As for the “best available sites”, only very short stretches (not visualized in this overall assessment) can be found within the highest class (class 1) for the assessment groups “banks” (along some steep banks of the Croatian-Serbian, Bulgarian and Romanian Danube) and “floodplains” (along the protected sites of Kopački Rit and the Gornje Podunavlje in Croatia/Serbia and on the right bank along the Small Braila Island in Romania). The channel itself is largely modified for navigation and only few kilometres remain along the island sections of the Romanian-Bulgarian Danube and in the major side channels along the less used delta branches where the highest class would be reached. The protection of those remaining “intact” stretches is essential. The necessary restoration activities along the Danube were already set, e.g. at the Bavarian Danube (upstream Straubing) or the Austrian Danube (two fish passes in Melk and Vienna, restoration of the Danube National Park downstream of Vienna), to improve the ecological situation. Nevertheless these improvements cannot change significantly the overall situation along the Danube as they have importance mostly at the local and regional scale.

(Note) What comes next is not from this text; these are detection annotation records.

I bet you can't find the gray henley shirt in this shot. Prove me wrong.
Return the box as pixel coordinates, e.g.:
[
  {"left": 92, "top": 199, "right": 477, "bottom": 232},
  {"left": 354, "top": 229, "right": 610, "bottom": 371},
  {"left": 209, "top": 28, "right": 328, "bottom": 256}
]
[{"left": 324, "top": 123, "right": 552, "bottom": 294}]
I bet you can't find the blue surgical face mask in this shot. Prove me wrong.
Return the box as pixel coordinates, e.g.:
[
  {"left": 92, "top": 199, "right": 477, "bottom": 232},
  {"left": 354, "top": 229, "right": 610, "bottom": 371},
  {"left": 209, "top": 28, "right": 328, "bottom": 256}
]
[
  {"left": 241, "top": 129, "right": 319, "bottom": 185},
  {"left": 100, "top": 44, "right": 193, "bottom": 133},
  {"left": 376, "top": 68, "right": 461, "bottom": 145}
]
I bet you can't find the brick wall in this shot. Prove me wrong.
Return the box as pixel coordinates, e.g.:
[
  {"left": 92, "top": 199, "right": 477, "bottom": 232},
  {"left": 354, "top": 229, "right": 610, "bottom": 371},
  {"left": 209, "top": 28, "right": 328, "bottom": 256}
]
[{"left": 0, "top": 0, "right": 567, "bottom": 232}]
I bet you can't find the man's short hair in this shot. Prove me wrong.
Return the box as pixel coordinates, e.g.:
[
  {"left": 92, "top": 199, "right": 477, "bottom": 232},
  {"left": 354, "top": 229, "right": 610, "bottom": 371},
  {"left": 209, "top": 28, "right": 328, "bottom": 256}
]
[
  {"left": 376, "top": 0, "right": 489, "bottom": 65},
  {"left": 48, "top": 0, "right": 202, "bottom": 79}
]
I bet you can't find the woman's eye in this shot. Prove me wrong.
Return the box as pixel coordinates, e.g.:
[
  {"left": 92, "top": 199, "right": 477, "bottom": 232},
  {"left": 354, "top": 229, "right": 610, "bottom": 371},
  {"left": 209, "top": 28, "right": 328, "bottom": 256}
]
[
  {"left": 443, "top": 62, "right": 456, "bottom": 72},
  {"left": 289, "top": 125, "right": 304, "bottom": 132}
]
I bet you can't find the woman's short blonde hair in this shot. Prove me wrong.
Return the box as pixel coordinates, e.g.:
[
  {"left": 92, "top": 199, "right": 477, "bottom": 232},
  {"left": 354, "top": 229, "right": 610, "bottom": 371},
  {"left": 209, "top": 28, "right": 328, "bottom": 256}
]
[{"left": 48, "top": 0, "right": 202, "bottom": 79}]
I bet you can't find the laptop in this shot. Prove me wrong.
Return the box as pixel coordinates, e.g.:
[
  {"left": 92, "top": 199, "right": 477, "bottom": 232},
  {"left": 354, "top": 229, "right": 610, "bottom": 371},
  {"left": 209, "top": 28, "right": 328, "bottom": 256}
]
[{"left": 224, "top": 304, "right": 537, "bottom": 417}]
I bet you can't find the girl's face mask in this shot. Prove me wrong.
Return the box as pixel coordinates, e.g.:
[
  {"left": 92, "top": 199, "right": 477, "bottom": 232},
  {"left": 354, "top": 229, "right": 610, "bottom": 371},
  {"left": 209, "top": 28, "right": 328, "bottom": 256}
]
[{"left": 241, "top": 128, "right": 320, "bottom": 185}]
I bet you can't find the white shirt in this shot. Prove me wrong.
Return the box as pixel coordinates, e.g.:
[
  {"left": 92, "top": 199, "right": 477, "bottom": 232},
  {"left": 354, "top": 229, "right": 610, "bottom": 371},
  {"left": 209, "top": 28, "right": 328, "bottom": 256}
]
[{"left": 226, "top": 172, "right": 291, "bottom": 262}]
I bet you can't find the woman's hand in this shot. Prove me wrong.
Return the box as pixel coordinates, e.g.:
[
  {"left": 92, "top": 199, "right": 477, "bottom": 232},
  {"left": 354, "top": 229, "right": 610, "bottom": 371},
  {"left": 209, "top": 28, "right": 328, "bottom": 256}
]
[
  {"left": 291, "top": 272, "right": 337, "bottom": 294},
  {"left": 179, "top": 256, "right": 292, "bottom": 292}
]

4.5 Results of the First Danube River Basin District Management Plan (DRBDMP) 2009

According to DRBDMP 2009 [15], 18 dams can be found on the entire navigable Danube reach from Kelheim to the Black Sea. Only at two dams fish migration facilities (bypasses at Melk and Wien-Freudenau) have been constructed and are in function. The backwater caused by the impoundments depends on the height of the dam and on the slope of the river course as well as on the discharge conditions (much longer backwaters during low-water conditions). The longest backwater (about 250 km) has the Iron Gate, while the shortest backwater reaches (about 5 km) can be found in Germany and Austria. In total DRBMP 2009 refers to 78 barriers including smaller weirs on the Upper Danube. The total official length of impoundments was estimated to be 1,111 rkm (including the non-navigable Upper Danube). Significant water abstraction along the navigable Danube can be found only at the Gabcikovo Dam. Hydropeaking was not defined for the Danube (not reaching the assessment mark of >1 m of daily water level oscillation); however, irregular water changes or slight daily peaking can be observed in the Austrian Danube reach downstream of Enns confluence and downstream of the big dams (Gabcikovo and Iron Gate). Fifty-six percent of the entire Danube reach was designated as heavily modified water bodies.

5 Conclusions

The overall hydromorphological assessment indicates that the hydromorphological situation of the Danube varies from source to the delta. The hydromorphological conditions in the Lower Danube are much better than in the upper reach. In the DRBDMP 2009 [15], various measures were proposed improving the hydromorphological situation to reach the environmental goals for the period until 2015 and 2021, respectively (next full water management cycle). The first focus was set to the reduction of river continuity interruptions for migratory species. The construction of fish passes also for larger dams along the Upper Danube (in total five dams) is planned for 2015. A prioritization approach sensitive for migratory fish species and their habitats will support the further planning. Further activities are needed to improve the sediment transport through the chain of dams. As regards the lateral connectivity, few existing areas are planned to be reconnected until 2015 (in total about 45,000 ha [15] mostly within the active floodplain in protected areas such as national parks). For the Lower Danube, huge areas are under consideration to be reconnected by Romania. Finally the future infrastructure planning concerning the Danube should be based on the principles agreed in the “Joint Statement on the guiding principles for the development of inland navigation and environmental protection in the DRB” which defines environmental standards for inland waterway infrastructure projects [11].